Por Armando Gómez Rivas

La luna se asomó de a poquito mientras subía el cerro. Había caminado horas bajo el rayo del sol. Me ardía la piel de la cara y las manos se sentían ampolladas. Pero, al ver que salía ese círculo amarillento para saludarme, sentí que podría abrazar a papá. Fue entonces que las fuerzas me regresaron. Sin derramar una lágrima, empecé a sollozar y seguí caminando.

El camino había sido duro. Ni siquiera pude recordar todo lo que había pasado; lo mucho que había tenido que andar desde que salí. Mi memoria nunca ha sido buena. Por eso, en mi morralito traía un cuaderno con las notas de lo que debo y de lo que no puedo decir. Eso me lo recomendó el compadre de papá que ya había estado en Arizona. A la mitad del cuaderno había una hoja doblada para separar las dos partes. Enfrente, en la cubierta de cartón decía mi nombre, Miguel Ángel, y Español, Cuarto Grado. Pero no es cierto, la verdad es que lo utilicé para todas las clases. Lo traje para hacer notas y, además, para poder decirle a los de la migra que tenía clases o que venía de con la maestra Lupita. Como sea, le quité las hojas usadas para que me sirviera para el viaje.
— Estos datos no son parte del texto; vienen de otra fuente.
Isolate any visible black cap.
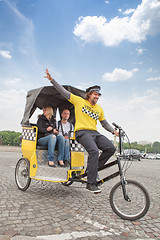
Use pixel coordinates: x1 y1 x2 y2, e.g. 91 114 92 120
86 85 101 95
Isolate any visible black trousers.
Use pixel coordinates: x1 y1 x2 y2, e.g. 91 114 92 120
75 130 116 183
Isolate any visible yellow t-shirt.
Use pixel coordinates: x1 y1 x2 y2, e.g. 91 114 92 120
69 93 105 131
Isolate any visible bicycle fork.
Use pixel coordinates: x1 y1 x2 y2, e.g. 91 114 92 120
117 158 131 202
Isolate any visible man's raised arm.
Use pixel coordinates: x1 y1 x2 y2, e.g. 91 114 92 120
44 69 71 100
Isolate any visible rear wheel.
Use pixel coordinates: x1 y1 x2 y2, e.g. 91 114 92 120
109 180 150 221
15 158 31 191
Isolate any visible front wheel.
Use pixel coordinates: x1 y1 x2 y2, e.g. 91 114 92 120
109 180 150 221
15 158 31 191
61 181 73 186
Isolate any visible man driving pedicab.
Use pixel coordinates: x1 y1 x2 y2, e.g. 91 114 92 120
45 69 118 193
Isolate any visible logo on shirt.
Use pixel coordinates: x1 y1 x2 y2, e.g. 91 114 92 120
82 105 99 120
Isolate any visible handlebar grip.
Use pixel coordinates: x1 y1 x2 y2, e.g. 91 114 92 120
112 122 121 128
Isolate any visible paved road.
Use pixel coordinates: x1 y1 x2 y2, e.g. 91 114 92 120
0 148 160 240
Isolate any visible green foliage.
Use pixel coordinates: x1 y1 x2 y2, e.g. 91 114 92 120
0 130 21 146
123 142 160 153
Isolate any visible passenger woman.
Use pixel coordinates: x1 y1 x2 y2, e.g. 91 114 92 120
37 106 64 167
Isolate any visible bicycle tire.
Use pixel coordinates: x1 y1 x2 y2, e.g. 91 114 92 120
61 181 73 186
15 158 31 191
109 180 150 221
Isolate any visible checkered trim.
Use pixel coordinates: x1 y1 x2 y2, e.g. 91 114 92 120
22 128 36 141
82 107 99 120
70 139 84 152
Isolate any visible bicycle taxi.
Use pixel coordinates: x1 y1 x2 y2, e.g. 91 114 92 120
15 85 150 220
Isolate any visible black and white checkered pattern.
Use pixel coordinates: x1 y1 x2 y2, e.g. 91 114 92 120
70 139 84 152
22 128 36 141
82 107 99 120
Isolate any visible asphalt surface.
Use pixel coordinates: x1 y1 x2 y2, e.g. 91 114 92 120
0 147 160 240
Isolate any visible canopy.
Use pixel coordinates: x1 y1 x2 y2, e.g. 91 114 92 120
21 85 85 126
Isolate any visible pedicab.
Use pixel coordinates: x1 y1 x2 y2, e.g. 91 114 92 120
15 85 150 221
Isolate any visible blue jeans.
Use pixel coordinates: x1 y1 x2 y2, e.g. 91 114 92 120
57 135 65 161
63 138 70 162
38 134 57 161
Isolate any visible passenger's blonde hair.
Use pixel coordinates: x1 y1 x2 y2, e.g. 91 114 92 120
43 106 53 119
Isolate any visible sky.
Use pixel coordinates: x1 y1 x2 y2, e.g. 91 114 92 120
0 0 160 142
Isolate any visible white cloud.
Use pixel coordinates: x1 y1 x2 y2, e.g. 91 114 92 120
123 8 135 15
146 77 160 82
5 78 21 86
136 48 144 55
73 0 160 46
0 50 12 59
102 68 138 82
99 88 160 142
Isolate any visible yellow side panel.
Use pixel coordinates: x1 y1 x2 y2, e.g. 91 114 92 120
71 152 84 167
22 140 36 161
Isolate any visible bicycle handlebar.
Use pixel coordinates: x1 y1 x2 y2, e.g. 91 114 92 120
112 122 122 129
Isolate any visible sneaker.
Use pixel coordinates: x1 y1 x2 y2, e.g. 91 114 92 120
86 183 101 193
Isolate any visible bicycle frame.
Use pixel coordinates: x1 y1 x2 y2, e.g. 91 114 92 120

Como dijo mamá, se necesitaba para tener apuntadas cosas importantes: las ciudades por las que tenía que pasar, el nombre del tren al que tenía que subirme al llegar a México, con quién tenía que hablar si conseguía pasar a los Estados Unidos…

No era malo escribiendo. Aunque me tardé mucho, mi letra se podía entender bien. Cuando pasé la primera frontera, en lancha, intenté memorizar las líneas con las que empieza el himno mexicano. Estaban en la sección de lo que sí podía decir. La gente murmuraba, en voz suavecita, cosas a la virgen para llegar pronto al otro lado. Yo repetía «un soldado en cada hijo te dio», mientras imaginaba que el país al que estaba llegando podría tener guerrillas como las que habían acabado con muchos de mis tíos. Para ese momento ya había caminado varios días, solito. Me había terminado las tortillas que me había puesto mamá y no sabía cuánto camino faltaba para llegar. No me dio miedo porque mucha gente llevaba la misma dirección; se dirigían a tomar «La bestia», el tren del norte.

Cuando sentí que estaba cerca de la orilla de México salté, sin más. Tenía mucho calor y el agua me llamó para refrescarme. Fue poquito tiempo, pero al salir parecía como si fuera parte de un grupo de niños que chapoteaban en el río. Los militares de la frontera, la migra, les pegaron a los señores que venían en la lancha y a varias de las mujeres las arrastraron de los pelos; las subieron a un camión agarrándoles las nalgas. Uno de los militares se rio cuando escuchó que dije «mexicanos al grito de guerra…» y los demás niños se unieron a cantar conmigo el himno mexicano. Yo nada más me sabía la letra, porque nunca había oído la música.

Seguí la vía del tren, hasta que pasamos una ciudad terrosa. A ratitos, para descansar, sacaba un carrito de plástico que encontré tirado. La vía empezó a vibrar. No sé de dónde, cientos de personas aparecieron de entre los arbustos. Al igual que los demás, salté para subir al tren. Los hombres se peleaban por llegar al techo. Yo me acomodé sin problema en un huequito de la escalera y poco después el tren caminó sin parar.

En la noche, con el frío y el miedo de caer, me comí todos los dulces para el viaje. Pero no me dormí. De pronto ya había amanecido, el tren se detuvo y la gente empezó a bajar. Sin pensarlo dos veces, salté para seguirlos. No podía caminar tan rápido y sus huellas desaparecieron. Seguí. El desierto era muy bonito. El sol era tan fuerte y tan brillante que los colores parecían más vivos que nunca. Quizá por eso le decían mexicano al rosa. Era como si el cielo se hubiera enojado, de repente se ponía tristón y después morado de coraje. Sí, el cielo aguantando la respiración para cambiar de color.

Al comparar el desierto con los árboles de mi pueblo, pensé que estaba en otro planeta, ni siquiera en otro país. Nunca había visto nada parecido. En casa me agarraba de los troncos para subir con las piernas y arrancar los mangos. Aunque tenía hambre y mucha sed, no me atreví a trepar a esos palos verdes con brazos cortitos que solo parecían dar espinas. Cuando la luz de la luna me acompañó, descansé un poco, dibujé algunas de mis aventuras en el cuaderno y, antes de dormir, repasé, una vez más, las palabras que me gustaría decirle a papá en el momento que nos viéramos.